Question:
let $$f(0)=0,f(1)=1, f''(x)>0,x\in (0,1)$$ let $k>2$ are real numbers,show that $$4(k+1)\int_{0}^{1}(f(x))^kdx\le 1+3k\int_{0}^{1}(f(x))^{k-1}dx$$
This problem is from china Analysis problem book excise by (Min Hui XIE) ,analysis problem bookI think we can use $$F(x)=\int_{0}^{x}f(t)dt$$ so $$F(x)=x\int_{0}^{1}f(ux)du=x\int_{0}^{1}f[ux+(1-u)\cdot 0]du\ge x\int_{0}^{1}[uf(x)dx+(1-u)]du=\dfrac{x}{2}(f(x)+1)$$ then I can't,Thank you
On
Sign of $\boldsymbol{f}$
If $k\gt2$ is not assumed to be an integer, then we need to assume that $f$ is non-negative for $f(x)^k$ to make sense.
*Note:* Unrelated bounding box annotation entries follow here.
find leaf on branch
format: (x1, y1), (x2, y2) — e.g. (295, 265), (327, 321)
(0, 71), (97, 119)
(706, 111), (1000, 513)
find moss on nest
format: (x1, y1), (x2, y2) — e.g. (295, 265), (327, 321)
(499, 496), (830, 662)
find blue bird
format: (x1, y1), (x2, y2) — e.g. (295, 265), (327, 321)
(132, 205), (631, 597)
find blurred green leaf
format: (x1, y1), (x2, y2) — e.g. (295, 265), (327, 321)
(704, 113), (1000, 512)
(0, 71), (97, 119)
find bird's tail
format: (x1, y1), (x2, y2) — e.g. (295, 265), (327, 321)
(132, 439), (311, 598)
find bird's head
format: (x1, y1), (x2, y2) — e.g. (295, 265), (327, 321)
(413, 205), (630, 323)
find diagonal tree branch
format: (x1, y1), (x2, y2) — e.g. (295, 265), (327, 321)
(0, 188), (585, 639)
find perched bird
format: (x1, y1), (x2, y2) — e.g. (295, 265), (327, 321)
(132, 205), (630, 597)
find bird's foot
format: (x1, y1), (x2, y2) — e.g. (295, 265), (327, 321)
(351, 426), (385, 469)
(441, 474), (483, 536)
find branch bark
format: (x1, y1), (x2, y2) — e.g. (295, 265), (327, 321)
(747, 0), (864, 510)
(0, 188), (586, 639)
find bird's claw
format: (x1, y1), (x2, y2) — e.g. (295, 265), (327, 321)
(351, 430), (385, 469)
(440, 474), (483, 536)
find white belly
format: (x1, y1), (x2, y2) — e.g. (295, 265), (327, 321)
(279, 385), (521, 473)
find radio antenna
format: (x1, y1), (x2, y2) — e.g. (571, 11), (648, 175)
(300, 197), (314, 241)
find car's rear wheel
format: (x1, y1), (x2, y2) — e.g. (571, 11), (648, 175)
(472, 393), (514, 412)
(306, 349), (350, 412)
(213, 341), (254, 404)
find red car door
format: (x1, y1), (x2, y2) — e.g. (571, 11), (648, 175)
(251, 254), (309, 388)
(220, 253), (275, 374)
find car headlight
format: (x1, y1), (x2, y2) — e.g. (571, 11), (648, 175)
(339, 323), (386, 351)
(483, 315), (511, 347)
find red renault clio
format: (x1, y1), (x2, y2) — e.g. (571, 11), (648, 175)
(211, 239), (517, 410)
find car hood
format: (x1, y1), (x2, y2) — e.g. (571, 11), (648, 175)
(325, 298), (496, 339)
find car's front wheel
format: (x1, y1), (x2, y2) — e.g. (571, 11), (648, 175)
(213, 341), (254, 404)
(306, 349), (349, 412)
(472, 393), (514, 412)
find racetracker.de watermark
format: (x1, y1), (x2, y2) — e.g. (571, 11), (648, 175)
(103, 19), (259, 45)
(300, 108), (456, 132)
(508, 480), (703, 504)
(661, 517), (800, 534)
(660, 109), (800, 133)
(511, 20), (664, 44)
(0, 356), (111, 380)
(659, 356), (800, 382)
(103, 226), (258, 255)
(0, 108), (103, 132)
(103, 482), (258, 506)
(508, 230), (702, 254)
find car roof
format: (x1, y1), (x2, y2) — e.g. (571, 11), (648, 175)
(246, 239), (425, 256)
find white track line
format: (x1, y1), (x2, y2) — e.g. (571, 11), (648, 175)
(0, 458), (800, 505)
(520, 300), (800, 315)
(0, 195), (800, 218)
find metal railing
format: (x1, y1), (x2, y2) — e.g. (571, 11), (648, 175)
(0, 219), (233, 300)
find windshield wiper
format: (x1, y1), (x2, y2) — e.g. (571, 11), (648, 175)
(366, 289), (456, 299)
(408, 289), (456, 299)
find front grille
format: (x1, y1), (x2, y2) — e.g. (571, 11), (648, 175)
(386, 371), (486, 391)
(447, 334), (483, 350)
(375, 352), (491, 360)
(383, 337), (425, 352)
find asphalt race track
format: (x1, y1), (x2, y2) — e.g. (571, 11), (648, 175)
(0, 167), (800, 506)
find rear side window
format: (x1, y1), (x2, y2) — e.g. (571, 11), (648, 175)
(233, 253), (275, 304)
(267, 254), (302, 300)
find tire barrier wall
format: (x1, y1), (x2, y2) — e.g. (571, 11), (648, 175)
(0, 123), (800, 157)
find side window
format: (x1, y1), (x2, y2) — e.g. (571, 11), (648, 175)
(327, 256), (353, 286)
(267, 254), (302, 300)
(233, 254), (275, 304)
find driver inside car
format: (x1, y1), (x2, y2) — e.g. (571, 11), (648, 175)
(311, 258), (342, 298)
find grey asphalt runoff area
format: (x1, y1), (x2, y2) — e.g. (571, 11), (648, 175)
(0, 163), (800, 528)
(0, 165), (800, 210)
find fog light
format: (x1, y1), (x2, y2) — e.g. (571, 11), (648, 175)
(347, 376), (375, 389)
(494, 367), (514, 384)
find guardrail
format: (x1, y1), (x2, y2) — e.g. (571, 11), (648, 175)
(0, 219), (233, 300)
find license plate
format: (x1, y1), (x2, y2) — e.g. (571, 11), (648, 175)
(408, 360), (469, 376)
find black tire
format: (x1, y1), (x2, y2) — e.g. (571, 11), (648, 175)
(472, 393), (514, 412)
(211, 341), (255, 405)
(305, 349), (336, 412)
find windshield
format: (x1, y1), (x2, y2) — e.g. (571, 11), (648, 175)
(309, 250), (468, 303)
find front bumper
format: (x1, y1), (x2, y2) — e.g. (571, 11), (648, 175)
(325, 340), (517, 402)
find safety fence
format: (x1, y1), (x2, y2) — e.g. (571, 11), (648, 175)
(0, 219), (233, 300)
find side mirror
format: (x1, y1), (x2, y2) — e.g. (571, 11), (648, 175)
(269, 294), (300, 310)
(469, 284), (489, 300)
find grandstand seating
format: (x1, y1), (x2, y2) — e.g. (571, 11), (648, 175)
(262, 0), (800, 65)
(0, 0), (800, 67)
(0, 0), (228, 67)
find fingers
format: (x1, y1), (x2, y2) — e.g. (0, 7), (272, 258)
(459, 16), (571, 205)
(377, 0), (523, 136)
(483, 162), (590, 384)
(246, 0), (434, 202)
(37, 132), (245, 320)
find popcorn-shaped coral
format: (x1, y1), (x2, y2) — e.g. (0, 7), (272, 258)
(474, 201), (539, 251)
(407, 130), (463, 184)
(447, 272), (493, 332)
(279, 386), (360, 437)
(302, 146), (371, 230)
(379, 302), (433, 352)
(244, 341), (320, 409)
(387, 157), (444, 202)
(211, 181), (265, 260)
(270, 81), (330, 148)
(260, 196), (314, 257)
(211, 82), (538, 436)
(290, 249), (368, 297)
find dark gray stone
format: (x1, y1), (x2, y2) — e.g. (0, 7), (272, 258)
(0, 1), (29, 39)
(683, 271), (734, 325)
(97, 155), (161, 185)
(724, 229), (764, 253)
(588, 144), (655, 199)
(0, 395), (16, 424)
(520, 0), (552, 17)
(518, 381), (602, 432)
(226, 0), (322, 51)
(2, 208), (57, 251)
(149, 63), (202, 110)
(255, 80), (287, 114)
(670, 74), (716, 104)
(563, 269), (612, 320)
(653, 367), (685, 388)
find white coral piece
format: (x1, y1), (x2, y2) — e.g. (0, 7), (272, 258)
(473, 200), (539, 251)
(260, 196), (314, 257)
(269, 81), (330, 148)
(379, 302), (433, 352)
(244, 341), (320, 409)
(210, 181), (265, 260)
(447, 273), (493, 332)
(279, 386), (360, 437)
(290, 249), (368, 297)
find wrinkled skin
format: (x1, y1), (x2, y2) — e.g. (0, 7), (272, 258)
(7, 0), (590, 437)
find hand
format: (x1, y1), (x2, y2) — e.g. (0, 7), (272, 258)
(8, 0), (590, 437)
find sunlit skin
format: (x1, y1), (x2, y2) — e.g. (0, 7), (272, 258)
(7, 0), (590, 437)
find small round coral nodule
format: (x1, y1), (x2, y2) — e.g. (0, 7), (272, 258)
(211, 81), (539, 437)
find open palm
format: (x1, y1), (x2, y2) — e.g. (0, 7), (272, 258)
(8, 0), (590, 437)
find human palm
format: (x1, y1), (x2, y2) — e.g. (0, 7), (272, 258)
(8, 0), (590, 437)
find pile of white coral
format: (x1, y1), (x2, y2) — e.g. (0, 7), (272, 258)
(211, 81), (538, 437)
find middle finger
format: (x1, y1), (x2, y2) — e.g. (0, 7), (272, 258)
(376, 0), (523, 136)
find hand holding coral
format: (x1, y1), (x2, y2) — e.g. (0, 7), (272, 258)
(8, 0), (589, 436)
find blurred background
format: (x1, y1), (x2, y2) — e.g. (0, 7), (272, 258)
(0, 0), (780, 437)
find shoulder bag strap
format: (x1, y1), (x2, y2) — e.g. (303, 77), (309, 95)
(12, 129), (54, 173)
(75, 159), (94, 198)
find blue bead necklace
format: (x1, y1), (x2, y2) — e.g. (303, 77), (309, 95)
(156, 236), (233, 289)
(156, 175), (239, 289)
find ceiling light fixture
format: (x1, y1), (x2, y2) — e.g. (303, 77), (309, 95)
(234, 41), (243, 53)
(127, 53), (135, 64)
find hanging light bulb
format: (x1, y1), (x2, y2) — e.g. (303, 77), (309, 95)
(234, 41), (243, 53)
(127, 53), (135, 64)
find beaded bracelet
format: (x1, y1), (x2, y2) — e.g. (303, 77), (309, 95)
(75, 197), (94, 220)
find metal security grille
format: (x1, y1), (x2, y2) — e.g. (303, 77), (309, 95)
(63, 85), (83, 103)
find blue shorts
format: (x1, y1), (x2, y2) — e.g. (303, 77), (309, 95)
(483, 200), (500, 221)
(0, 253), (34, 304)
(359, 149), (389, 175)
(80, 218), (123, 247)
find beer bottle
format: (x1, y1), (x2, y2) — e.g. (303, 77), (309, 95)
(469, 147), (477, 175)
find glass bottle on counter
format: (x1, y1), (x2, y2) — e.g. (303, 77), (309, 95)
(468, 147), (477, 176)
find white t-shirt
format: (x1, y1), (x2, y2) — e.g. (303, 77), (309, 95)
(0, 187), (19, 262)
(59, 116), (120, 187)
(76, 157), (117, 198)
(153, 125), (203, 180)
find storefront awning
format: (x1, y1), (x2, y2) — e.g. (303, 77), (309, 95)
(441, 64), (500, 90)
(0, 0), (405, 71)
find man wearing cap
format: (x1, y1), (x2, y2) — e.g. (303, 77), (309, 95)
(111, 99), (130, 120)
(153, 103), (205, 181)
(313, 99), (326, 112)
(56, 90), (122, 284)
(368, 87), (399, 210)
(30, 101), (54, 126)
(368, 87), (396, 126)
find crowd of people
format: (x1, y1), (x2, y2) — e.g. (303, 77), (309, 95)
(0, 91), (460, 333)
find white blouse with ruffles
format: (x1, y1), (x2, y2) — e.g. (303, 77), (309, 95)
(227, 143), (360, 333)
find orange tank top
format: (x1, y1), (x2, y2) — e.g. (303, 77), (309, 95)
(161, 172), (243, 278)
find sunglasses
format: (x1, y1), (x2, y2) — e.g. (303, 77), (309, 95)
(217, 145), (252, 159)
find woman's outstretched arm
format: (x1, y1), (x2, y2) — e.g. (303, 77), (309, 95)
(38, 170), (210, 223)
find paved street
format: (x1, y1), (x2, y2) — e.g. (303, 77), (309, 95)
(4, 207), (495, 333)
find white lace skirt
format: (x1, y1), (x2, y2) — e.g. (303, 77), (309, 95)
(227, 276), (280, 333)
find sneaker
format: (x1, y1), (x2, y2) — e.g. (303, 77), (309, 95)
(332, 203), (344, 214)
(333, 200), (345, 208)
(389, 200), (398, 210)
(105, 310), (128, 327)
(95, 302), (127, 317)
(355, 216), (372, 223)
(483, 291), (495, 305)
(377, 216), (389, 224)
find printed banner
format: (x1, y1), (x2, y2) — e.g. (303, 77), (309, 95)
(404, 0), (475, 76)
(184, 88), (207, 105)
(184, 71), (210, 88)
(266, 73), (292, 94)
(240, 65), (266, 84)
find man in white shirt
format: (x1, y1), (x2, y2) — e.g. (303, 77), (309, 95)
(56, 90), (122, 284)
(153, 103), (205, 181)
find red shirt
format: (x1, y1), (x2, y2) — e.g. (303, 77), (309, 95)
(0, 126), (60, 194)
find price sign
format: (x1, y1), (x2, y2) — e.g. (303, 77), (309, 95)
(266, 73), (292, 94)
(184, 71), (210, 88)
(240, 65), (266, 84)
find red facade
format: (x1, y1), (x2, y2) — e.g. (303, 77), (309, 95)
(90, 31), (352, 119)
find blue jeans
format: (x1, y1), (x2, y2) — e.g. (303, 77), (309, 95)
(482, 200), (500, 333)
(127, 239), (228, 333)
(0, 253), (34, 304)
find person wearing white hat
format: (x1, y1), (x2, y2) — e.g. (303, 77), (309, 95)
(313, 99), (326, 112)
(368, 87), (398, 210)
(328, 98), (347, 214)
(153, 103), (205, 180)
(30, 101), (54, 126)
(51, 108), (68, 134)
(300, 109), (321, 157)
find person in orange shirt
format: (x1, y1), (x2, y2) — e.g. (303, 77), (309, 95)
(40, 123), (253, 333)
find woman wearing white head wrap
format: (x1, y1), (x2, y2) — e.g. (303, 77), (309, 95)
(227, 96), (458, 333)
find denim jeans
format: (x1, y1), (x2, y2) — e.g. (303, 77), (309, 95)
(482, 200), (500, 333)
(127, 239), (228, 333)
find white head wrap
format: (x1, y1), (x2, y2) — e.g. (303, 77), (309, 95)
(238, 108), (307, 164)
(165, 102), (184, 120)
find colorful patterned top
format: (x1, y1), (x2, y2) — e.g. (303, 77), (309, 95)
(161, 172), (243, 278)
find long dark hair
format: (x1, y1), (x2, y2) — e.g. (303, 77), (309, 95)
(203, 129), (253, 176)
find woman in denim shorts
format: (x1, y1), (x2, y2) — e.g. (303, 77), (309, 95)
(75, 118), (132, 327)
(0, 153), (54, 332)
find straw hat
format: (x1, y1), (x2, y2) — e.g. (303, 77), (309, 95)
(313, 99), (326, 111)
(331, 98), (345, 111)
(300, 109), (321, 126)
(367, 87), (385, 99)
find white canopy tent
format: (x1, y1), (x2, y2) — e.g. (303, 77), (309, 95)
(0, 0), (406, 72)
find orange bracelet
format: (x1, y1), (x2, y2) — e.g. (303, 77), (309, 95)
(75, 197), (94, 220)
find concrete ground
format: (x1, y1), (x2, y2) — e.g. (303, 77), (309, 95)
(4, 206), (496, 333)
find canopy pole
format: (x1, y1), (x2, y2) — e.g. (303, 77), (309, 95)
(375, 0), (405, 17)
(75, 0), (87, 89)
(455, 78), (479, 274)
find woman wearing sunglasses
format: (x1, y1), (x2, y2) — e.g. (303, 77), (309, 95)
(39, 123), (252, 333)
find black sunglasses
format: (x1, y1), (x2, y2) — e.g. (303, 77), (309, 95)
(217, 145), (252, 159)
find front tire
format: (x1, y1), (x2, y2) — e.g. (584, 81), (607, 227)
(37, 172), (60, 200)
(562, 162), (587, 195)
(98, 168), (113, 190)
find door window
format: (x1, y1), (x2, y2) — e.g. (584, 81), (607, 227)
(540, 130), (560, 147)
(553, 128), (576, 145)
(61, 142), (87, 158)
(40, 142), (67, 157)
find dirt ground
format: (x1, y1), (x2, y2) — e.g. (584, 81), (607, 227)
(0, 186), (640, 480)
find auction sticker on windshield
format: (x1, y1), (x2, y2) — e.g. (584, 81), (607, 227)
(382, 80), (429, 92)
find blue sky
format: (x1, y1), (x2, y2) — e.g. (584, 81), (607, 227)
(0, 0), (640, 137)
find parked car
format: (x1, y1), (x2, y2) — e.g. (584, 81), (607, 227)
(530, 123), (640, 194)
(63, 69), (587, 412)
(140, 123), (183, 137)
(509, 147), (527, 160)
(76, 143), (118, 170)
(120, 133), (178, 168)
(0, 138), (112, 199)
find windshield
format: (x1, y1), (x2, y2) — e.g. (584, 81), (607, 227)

Moreover, if $k=4$ and $f(x)=2x^6-x$, then $$ 4(k+1)\int_0^1f(x)^k\,\mathrm{d}x=\frac45\gt\frac{102}{133}=1+3k\int_0^1f(x)^{k-1}\,\mathrm{d}x\tag{1} $$ Therefore, I think it is safe to assume that $f$ needs to be non-negative.
Variational Argument
To maximize $\int_0^1\left(4(k+1)f(x)^k-3kf(x)^{k-1}\right)\,\mathrm{d}x$ for all $f$ so that $f(0)=0$ and $f(1)=1$ we need $$ \begin{align} 0 &=\delta\int_0^1\left[4(k+1)f(x)^k-3kf(x)^{k-1}\right]\,\mathrm{d}x\\ &=\int_0^1\left[4(k+1)kf(x)^{k-1}-3k(k-1)f(x)^{k-2}\right]\delta f(x)\,\mathrm{d}x\tag{2} \end{align} $$ for every $\delta f$ that fixes $\int_0^1f'(x)\,\mathrm{d}x$; that is, $$ \begin{align} 0 &=\delta\int_0^1f'(x)\,\mathrm{d}x\\ &=\int_0^1f''(x)\delta f(x)\,\mathrm{d}x\tag{3} \end{align} $$ To satisfy these conditions for all $\delta f$, we need a constant $\lambda$ so that $$ \begin{align} f''(x) &=\lambda\left[4(k+1)kf(x)^{k-1}-3k(k-1)f(x)^{k-2}\right]\\ &=\lambda 4k(k+1)f(x)^{k-2}\left[f(x)-\frac34\frac{k-1}{k+1}\right]\tag{4} \end{align} $$ Now we can use the condition that $f''(x)\ge0$. Note that if $\lambda\ne0$, then the right side of $(4)$ changes sign as $f(x)-\frac34\frac{k-1}{k+1}$ does, which it must since $f(0)=0$ and $f(1)=1$. Therefore, we must have that $\lambda=0$. This in turn implies that $f''(x)=0$. Thus, we must have that $$ f(x)=x\tag{5} $$ which means $$ \begin{align} \int_0^1\left(4(k+1)f(x)^k-3kf(x)^{k-1}\right)\,\mathrm{d}x &\le\int_0^1\left(4(k+1)x^k-3kx^{k-1}\right)\,\mathrm{d}x\\ &=1\tag{6} \end{align} $$ which is equivalent to the condition sought.
It seems that the statement is false even if $f\ge0$ is assumed.
Let $f(x)=x^{10}$. Then $LHS=4(k+1)\cdot\frac1{10k+1}<1<RHS$.